College of Science News
Biology researchers collaborating on study of disease that’s devastating coral reef communities
The University of Texas at Arlington is one of five institutions collaborating on how to address the outbreak of a disease which is devastating coral reef communities in the U.S. Virgin Islands.
Laura Mydlarz, UTA professor of biology, is a co-investigator for the project, titled “Predicting the Spread of Multi-Species Coral Disease Using Species Immune Traits.” The study is being funded by a $200,000 grant from the National Science Foundation’s Division of Ocean Sciences.
The project’s main goal is to produce a model to predict the impact of multi-species disease spread on reefs based on coral species groups. Coral reefs are among the marine environments most threatened by disease and climate change, and coral disease is a significant and increasing threat to reef systems in the Caribbean. In early 2019, a multi-species rapid tissue loss disease matching the description of stony coral tissue loss disease was discovered severely affecting a reef off the southwest coast of St. Thomas in the U.S. Virgin Islands.

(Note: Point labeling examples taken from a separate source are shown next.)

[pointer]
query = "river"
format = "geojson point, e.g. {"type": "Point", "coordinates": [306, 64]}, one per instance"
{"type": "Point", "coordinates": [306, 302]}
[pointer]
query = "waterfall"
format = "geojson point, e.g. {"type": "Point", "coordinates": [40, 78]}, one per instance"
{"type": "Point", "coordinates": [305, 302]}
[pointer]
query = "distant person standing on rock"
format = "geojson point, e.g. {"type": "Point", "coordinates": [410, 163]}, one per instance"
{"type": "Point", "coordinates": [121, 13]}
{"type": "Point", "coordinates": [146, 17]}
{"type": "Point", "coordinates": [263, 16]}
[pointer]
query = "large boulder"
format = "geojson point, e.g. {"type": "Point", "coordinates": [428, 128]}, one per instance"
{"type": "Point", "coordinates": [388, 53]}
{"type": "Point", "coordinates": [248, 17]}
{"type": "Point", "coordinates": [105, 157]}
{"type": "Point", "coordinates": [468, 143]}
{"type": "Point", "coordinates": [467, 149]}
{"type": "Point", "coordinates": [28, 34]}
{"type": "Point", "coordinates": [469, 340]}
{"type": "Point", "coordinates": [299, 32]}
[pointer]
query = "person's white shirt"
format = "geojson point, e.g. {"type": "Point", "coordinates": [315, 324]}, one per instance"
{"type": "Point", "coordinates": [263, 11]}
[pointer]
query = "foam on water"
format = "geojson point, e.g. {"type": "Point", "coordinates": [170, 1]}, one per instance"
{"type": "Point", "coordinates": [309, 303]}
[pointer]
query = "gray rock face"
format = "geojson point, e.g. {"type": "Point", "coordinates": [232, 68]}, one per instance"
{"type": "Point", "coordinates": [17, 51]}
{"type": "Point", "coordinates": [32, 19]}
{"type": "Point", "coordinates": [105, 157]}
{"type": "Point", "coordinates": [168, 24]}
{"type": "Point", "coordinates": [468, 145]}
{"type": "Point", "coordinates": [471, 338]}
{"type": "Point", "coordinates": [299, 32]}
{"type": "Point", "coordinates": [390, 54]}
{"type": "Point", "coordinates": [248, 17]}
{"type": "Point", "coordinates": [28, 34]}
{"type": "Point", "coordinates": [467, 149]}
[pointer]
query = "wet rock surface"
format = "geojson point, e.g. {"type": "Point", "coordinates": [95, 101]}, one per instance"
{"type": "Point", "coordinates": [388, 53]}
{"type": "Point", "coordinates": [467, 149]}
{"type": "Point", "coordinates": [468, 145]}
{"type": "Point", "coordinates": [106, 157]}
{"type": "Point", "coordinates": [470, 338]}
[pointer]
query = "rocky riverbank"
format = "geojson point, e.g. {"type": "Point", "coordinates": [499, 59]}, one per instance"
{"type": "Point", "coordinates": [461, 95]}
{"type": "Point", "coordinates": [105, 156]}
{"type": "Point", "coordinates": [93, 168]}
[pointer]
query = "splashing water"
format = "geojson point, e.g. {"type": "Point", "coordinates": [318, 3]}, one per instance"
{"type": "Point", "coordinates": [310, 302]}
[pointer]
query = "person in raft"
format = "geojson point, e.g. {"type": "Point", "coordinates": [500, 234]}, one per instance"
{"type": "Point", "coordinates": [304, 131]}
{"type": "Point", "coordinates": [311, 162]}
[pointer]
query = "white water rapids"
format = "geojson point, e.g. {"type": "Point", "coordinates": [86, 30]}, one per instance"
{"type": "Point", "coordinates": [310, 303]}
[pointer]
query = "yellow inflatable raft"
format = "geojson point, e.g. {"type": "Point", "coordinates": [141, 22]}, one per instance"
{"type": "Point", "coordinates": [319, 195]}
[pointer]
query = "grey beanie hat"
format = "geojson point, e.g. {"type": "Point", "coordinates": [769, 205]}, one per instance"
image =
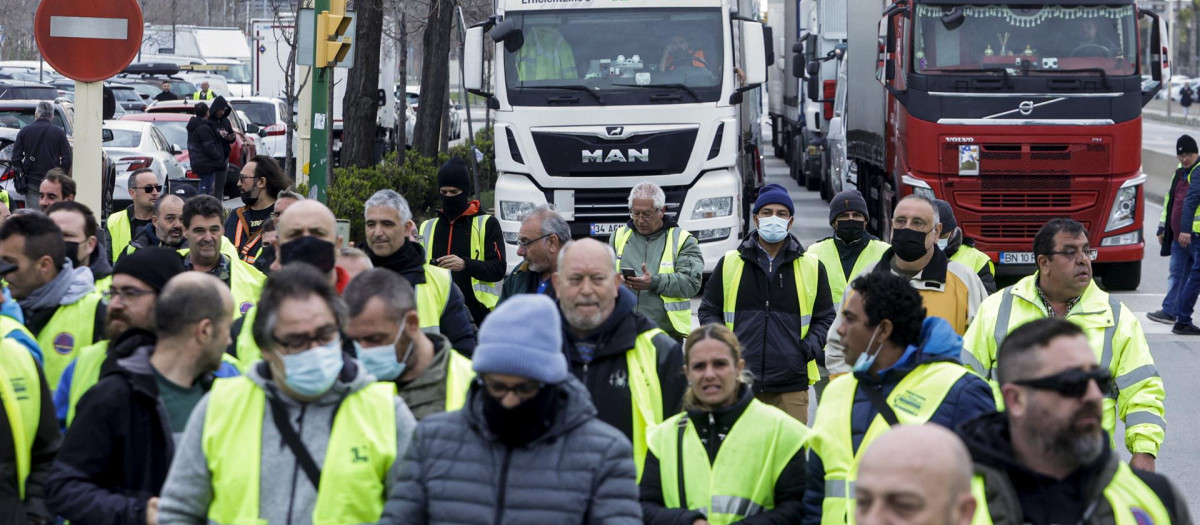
{"type": "Point", "coordinates": [523, 337]}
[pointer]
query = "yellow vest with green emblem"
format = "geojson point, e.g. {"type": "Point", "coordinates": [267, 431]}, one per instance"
{"type": "Point", "coordinates": [487, 294]}
{"type": "Point", "coordinates": [678, 308]}
{"type": "Point", "coordinates": [827, 253]}
{"type": "Point", "coordinates": [741, 482]}
{"type": "Point", "coordinates": [915, 399]}
{"type": "Point", "coordinates": [361, 448]}
{"type": "Point", "coordinates": [70, 330]}
{"type": "Point", "coordinates": [807, 269]}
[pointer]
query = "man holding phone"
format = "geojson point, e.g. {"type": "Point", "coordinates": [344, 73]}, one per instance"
{"type": "Point", "coordinates": [660, 263]}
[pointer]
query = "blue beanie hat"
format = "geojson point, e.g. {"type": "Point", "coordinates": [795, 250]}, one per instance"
{"type": "Point", "coordinates": [774, 194]}
{"type": "Point", "coordinates": [523, 337]}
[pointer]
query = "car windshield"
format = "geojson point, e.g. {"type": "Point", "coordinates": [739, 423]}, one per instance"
{"type": "Point", "coordinates": [613, 54]}
{"type": "Point", "coordinates": [966, 38]}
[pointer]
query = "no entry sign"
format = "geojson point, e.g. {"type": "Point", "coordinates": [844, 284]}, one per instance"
{"type": "Point", "coordinates": [88, 40]}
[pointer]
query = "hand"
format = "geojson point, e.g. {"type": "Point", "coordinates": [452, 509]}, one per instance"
{"type": "Point", "coordinates": [1143, 460]}
{"type": "Point", "coordinates": [453, 263]}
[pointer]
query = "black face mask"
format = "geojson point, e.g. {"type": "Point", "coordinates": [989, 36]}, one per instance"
{"type": "Point", "coordinates": [313, 251]}
{"type": "Point", "coordinates": [455, 205]}
{"type": "Point", "coordinates": [909, 245]}
{"type": "Point", "coordinates": [850, 231]}
{"type": "Point", "coordinates": [522, 423]}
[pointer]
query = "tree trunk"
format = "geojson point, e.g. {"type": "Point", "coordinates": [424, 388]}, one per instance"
{"type": "Point", "coordinates": [360, 106]}
{"type": "Point", "coordinates": [435, 78]}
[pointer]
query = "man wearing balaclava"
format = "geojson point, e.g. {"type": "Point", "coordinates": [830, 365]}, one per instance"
{"type": "Point", "coordinates": [466, 241]}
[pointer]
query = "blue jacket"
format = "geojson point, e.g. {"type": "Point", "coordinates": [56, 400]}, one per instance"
{"type": "Point", "coordinates": [969, 398]}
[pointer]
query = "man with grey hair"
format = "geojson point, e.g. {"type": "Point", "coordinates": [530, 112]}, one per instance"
{"type": "Point", "coordinates": [541, 236]}
{"type": "Point", "coordinates": [40, 146]}
{"type": "Point", "coordinates": [629, 364]}
{"type": "Point", "coordinates": [439, 302]}
{"type": "Point", "coordinates": [665, 267]}
{"type": "Point", "coordinates": [949, 289]}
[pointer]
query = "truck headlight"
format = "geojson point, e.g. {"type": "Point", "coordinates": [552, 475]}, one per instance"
{"type": "Point", "coordinates": [713, 206]}
{"type": "Point", "coordinates": [515, 210]}
{"type": "Point", "coordinates": [1125, 206]}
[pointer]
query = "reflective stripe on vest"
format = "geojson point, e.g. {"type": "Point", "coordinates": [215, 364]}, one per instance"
{"type": "Point", "coordinates": [807, 270]}
{"type": "Point", "coordinates": [741, 482]}
{"type": "Point", "coordinates": [645, 391]}
{"type": "Point", "coordinates": [69, 330]}
{"type": "Point", "coordinates": [21, 394]}
{"type": "Point", "coordinates": [678, 308]}
{"type": "Point", "coordinates": [361, 450]}
{"type": "Point", "coordinates": [916, 398]}
{"type": "Point", "coordinates": [487, 294]}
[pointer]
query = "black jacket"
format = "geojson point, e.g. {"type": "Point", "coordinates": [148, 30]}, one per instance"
{"type": "Point", "coordinates": [119, 448]}
{"type": "Point", "coordinates": [767, 315]}
{"type": "Point", "coordinates": [40, 148]}
{"type": "Point", "coordinates": [607, 374]}
{"type": "Point", "coordinates": [409, 261]}
{"type": "Point", "coordinates": [453, 236]}
{"type": "Point", "coordinates": [713, 427]}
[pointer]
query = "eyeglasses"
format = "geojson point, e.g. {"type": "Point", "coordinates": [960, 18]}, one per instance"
{"type": "Point", "coordinates": [1072, 384]}
{"type": "Point", "coordinates": [126, 294]}
{"type": "Point", "coordinates": [301, 342]}
{"type": "Point", "coordinates": [1073, 253]}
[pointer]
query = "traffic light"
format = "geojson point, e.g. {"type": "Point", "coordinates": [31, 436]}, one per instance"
{"type": "Point", "coordinates": [331, 25]}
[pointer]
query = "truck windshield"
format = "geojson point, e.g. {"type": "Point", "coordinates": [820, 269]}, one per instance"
{"type": "Point", "coordinates": [1075, 40]}
{"type": "Point", "coordinates": [624, 56]}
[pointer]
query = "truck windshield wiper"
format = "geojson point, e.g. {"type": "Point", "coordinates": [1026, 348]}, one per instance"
{"type": "Point", "coordinates": [568, 88]}
{"type": "Point", "coordinates": [676, 86]}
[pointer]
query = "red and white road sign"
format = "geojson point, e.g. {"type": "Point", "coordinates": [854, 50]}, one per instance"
{"type": "Point", "coordinates": [88, 40]}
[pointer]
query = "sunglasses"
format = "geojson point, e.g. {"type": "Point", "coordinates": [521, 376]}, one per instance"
{"type": "Point", "coordinates": [1073, 382]}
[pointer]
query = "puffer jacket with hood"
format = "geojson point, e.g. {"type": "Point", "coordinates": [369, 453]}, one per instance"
{"type": "Point", "coordinates": [969, 398]}
{"type": "Point", "coordinates": [457, 471]}
{"type": "Point", "coordinates": [286, 495]}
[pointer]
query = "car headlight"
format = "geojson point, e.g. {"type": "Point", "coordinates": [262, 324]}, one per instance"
{"type": "Point", "coordinates": [515, 210]}
{"type": "Point", "coordinates": [1125, 206]}
{"type": "Point", "coordinates": [713, 206]}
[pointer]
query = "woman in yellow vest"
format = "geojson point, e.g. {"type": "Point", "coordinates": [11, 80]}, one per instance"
{"type": "Point", "coordinates": [727, 457]}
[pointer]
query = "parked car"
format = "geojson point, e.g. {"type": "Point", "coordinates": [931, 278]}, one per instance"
{"type": "Point", "coordinates": [136, 145]}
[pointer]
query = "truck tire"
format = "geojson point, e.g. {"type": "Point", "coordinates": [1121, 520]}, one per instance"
{"type": "Point", "coordinates": [1121, 276]}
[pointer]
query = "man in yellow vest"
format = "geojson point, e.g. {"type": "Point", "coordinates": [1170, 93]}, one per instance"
{"type": "Point", "coordinates": [251, 448]}
{"type": "Point", "coordinates": [119, 448]}
{"type": "Point", "coordinates": [385, 330]}
{"type": "Point", "coordinates": [1063, 288]}
{"type": "Point", "coordinates": [906, 372]}
{"type": "Point", "coordinates": [630, 366]}
{"type": "Point", "coordinates": [28, 430]}
{"type": "Point", "coordinates": [1048, 458]}
{"type": "Point", "coordinates": [660, 261]}
{"type": "Point", "coordinates": [204, 231]}
{"type": "Point", "coordinates": [125, 224]}
{"type": "Point", "coordinates": [955, 247]}
{"type": "Point", "coordinates": [439, 302]}
{"type": "Point", "coordinates": [775, 297]}
{"type": "Point", "coordinates": [59, 301]}
{"type": "Point", "coordinates": [467, 241]}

The disease has been decimating coral reef communities off the southeast coast of Florida since 2014 and was recently reported in other areas of the Caribbean, including Mexico, St, Martin and Jamaica. It appears to be spreading faster than previously known diseases and is affecting a greater number of corals than previous outbreaks of other diseases. Scientists believe it will likely spread across the U.S. Virgin Islands, British Virgin Islands, and Puerto Rico.
In addition to UTA, the project includes researchers from the University of the Virgin Islands, Woods Hole Oceanographic Institution of Massachusetts, Rice University, Louisiana State University, and Mote Marine Laboratory of Florida.
“My lab will assess immunity and disease resistance in coral based on a unique combination of immune phenotypes including expressed genes and protein activity,” Mydlarz said. “This approach of full transcriptome sequencing, paired with analysis models that include organismal phenotypes, will allow us to build pathways and turn groups of genes into immune traits.”
Stony coral tissue loss disease differs from the “bleaching” that is damaging coral reefs around the world. Bleaching is caused by thermal stress and begins by killing symbiotic algae that lives on corals. There is a possibility that bleached corals can recover over time. Stony coral tissue loss disease appears to be a spreading pathogen and is capable of killing an entire coral in five weeks, according to Marilyn Brandt, UVI research associate professor of marine and environmental science and lead investigator of the project.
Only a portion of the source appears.